Under Woodruff’s tutelage, Wells became a member of the so-called “Outhouse School,” an informal guild of African American painters known for their landscapes depicting the rural scenery of Georgia. Woodruff encouraged his fellow Black artists to transcribe unvarnished details of everyday life in their work, drawing attention, as he told Time magazine in 1942, to “its peculiar run-down landscape, its social and economic problems, [and] the Negro people.” That shared commitment to forthright imagery—including outdoor plumbing—led to the group’s unusual moniker, a pejorative reference perpetuated in that same Time article. This association of painters—which counted Eugene Grigsby and Robert Neal among its members—was also referred to as the “Atlanta School” and hailed by Alain Locke as a “creative school of art expression” that had “already made a distinct and notable contribution to contemporary art development in the South.”

Wells achieved a considerable amount of early success in local, regional, and national exhibitions.
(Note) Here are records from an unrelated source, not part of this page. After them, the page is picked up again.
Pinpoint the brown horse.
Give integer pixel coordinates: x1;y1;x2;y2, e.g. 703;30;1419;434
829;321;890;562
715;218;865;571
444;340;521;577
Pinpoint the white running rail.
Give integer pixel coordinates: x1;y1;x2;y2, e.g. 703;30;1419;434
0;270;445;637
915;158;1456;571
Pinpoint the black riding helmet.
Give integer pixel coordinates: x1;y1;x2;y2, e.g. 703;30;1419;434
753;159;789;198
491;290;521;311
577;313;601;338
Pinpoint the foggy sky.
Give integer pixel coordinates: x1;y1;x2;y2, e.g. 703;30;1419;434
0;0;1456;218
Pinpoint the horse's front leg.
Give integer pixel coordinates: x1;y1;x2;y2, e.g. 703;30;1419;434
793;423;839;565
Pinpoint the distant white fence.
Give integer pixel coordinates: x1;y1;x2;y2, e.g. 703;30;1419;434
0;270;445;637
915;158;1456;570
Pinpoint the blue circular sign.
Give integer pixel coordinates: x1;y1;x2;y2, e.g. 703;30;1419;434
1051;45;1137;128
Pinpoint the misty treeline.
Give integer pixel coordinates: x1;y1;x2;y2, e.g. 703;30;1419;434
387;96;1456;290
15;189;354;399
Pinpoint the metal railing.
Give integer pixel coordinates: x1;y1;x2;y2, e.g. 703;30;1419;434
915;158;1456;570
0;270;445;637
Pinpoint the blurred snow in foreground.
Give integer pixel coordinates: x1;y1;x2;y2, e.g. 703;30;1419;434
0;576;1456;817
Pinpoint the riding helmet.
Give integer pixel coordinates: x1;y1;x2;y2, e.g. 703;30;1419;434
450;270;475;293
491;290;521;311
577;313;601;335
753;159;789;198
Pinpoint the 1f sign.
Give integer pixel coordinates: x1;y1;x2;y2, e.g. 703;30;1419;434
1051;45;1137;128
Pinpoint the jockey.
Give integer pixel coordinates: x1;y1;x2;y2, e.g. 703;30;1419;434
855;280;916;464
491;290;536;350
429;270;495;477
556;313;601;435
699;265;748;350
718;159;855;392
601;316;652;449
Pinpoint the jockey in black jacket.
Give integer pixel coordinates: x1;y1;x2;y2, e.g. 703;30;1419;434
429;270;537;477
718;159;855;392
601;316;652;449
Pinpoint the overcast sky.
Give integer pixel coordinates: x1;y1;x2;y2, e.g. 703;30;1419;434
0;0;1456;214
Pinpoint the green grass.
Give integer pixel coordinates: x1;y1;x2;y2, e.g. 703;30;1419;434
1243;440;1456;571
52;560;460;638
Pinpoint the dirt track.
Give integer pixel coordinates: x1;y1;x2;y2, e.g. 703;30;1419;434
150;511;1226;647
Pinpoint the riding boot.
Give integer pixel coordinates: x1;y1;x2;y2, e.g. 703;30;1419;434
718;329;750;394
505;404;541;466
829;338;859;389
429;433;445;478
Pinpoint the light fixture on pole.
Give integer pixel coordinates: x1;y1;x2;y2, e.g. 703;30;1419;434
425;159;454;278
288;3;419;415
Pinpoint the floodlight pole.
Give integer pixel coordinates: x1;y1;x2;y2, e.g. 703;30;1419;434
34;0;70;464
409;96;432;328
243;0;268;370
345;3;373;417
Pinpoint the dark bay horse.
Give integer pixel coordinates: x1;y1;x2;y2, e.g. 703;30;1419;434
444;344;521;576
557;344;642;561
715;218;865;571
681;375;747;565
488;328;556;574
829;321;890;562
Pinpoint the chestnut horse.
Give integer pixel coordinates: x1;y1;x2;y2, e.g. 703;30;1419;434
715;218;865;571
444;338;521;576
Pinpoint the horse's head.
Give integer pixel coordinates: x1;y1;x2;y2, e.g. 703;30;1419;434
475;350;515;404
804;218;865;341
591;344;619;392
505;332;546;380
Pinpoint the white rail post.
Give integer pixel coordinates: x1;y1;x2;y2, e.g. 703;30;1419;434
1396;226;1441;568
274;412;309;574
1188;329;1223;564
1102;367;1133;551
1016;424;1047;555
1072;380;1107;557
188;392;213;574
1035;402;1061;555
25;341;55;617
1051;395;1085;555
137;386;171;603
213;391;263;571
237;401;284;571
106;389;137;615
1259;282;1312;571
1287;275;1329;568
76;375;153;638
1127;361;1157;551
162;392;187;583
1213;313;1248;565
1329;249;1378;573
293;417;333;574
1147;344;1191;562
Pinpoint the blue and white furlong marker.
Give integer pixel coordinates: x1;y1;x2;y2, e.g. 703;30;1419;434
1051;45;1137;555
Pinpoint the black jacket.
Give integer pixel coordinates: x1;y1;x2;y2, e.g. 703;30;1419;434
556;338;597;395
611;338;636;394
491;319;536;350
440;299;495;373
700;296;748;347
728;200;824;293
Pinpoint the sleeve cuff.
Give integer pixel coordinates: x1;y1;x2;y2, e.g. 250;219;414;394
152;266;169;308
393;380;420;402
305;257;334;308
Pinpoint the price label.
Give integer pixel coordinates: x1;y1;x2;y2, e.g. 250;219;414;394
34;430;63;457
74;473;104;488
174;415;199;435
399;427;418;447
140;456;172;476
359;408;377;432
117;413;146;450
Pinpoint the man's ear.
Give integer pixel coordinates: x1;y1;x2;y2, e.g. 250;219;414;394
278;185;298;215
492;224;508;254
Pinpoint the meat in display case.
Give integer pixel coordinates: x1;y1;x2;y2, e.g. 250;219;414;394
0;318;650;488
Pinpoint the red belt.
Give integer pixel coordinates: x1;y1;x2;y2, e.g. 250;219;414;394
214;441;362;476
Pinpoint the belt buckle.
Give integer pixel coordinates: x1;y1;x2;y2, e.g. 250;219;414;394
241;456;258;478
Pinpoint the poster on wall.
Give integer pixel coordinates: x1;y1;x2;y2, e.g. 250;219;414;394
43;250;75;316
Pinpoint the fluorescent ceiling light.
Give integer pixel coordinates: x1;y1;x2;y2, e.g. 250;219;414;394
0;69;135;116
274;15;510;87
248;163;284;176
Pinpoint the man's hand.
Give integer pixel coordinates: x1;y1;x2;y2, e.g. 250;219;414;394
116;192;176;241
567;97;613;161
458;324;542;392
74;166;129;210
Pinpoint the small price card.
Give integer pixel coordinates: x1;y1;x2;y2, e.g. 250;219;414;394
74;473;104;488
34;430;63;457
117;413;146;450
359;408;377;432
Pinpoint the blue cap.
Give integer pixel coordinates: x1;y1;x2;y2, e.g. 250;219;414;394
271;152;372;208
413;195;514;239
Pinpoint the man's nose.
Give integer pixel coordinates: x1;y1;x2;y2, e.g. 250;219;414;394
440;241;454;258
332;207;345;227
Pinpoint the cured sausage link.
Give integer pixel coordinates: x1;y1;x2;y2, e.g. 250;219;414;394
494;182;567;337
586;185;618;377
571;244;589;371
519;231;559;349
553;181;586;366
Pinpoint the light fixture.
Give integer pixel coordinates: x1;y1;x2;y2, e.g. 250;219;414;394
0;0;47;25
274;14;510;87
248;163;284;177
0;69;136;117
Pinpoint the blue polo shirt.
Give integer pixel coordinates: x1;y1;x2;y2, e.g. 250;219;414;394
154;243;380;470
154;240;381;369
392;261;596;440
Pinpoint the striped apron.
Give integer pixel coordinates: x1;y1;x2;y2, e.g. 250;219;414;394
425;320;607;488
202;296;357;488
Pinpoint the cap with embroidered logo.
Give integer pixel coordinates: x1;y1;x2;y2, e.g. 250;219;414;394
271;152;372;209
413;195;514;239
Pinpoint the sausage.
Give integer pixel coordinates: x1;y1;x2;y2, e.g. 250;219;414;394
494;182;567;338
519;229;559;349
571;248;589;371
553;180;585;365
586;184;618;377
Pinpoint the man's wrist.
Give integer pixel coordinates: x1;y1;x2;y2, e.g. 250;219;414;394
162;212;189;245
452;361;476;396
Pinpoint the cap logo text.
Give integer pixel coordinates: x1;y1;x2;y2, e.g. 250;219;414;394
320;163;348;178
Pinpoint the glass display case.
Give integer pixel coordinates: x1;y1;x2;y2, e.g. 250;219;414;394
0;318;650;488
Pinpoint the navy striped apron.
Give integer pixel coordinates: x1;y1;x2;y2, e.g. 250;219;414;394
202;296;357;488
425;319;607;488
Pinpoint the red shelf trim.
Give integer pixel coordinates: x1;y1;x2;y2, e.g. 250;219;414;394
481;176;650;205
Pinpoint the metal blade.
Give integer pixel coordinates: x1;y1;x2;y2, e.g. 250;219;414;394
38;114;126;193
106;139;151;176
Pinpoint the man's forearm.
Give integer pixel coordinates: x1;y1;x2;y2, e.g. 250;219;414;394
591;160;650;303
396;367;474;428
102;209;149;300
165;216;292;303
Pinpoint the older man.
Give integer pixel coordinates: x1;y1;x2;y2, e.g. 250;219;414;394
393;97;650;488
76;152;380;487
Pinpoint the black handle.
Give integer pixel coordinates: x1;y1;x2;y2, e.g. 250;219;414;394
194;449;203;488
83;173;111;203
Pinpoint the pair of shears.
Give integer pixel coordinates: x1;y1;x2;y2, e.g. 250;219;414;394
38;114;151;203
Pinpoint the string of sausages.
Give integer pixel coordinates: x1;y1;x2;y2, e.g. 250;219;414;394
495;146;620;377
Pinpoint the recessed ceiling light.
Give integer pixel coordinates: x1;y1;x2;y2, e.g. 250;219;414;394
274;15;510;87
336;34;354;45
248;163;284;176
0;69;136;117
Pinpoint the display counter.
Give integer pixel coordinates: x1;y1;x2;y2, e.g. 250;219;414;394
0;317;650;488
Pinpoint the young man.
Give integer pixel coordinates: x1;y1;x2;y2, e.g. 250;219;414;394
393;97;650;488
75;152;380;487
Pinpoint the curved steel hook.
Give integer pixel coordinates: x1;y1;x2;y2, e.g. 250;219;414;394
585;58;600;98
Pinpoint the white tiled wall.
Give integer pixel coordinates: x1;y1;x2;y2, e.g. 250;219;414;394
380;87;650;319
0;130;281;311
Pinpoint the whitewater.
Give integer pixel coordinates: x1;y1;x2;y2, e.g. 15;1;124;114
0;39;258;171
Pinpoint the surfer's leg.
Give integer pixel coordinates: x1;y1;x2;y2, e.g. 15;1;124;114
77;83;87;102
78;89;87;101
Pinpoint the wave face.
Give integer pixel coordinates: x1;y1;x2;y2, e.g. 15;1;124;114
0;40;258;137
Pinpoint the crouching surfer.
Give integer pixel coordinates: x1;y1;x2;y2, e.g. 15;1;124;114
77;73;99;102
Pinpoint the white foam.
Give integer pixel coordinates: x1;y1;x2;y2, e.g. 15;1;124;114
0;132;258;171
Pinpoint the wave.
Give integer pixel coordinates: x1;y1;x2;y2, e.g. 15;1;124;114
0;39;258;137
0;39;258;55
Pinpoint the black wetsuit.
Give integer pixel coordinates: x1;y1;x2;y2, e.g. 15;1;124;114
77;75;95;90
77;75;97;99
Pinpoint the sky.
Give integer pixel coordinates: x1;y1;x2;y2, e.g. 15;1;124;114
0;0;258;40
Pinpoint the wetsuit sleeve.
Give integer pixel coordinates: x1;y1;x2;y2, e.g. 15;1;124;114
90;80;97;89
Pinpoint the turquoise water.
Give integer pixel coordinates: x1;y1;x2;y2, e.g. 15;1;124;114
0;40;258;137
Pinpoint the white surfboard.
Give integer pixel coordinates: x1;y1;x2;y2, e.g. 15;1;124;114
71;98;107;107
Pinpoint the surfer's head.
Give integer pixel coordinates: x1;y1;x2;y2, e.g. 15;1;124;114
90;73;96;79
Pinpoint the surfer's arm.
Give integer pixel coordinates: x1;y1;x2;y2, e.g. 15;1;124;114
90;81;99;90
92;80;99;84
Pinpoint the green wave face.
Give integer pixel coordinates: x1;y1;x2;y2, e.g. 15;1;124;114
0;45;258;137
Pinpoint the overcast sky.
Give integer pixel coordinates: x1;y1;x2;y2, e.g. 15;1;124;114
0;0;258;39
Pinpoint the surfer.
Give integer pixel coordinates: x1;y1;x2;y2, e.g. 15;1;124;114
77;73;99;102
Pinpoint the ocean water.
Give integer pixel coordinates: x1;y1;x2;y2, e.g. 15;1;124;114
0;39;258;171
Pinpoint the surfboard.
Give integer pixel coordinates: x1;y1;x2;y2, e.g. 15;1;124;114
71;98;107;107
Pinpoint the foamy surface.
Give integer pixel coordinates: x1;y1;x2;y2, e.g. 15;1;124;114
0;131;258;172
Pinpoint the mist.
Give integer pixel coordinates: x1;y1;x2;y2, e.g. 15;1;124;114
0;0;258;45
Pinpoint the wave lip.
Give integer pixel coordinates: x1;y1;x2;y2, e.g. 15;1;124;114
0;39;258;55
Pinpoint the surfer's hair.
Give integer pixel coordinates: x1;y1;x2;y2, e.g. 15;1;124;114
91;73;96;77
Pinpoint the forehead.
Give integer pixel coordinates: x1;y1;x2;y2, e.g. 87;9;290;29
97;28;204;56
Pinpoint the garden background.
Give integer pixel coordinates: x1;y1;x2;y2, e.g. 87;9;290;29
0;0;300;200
While he was a sophomore in college, his painting Winter Landscape was awarded First Prize and a $50 stipend in the 1940 Exhibition of Paintings by Negro Artists hosted by Dillard University in New Orleans. Later that year, Wells exhibited another work in oil, End of Winter, at the Exhibition of the Art of the American Negro held at Tanner Art Galleries in Chicago in conjunction with the American Negro Exposition, a two-month-long celebration of African American history and achievement. He was one of one hundred African American artists featured in this landmark exhibition, which was described by one contemporary critic as “the most representative and comprehensive collection of Negro Art” ever assembled in the United States.” In the spring before his graduation from Morehouse, Wells’s work was shown in the April 1942 Exhibition of Paintings, Sculpture, and Prints by Negro Artists in America, the very first of what would become an important annual juried show established by Woodruff and hosted by Atlanta University. He also participated in the third Atlanta University Art Annual, as the presentations came to be known, in 1944.

Wells’s work has been categorized as part of the Southern Regionalist movement. Like many artists of his generation who came of age in Atlanta at this moment, Wells was highly influenced by Woodruff’s instruction and artistic approach. Elements of his mentor’s style—particularly the bright, expressionist color palette and swirling, rhythmic brushstrokes—are evident in Wells’s paintings such as Georgia Snowfall (1944) and the Johnson Collection's untitled still life dating to 1948.

World War II interrupted the trajectory of Wells’s career, as he served in the United States Navy from 1943 through 1945. Following his release from the military in December 1945, Wells moved to Chicago, Illinois, and little is known about his artistic career after this point. He remained there and worked as a teacher in the public school system before his death in 2001.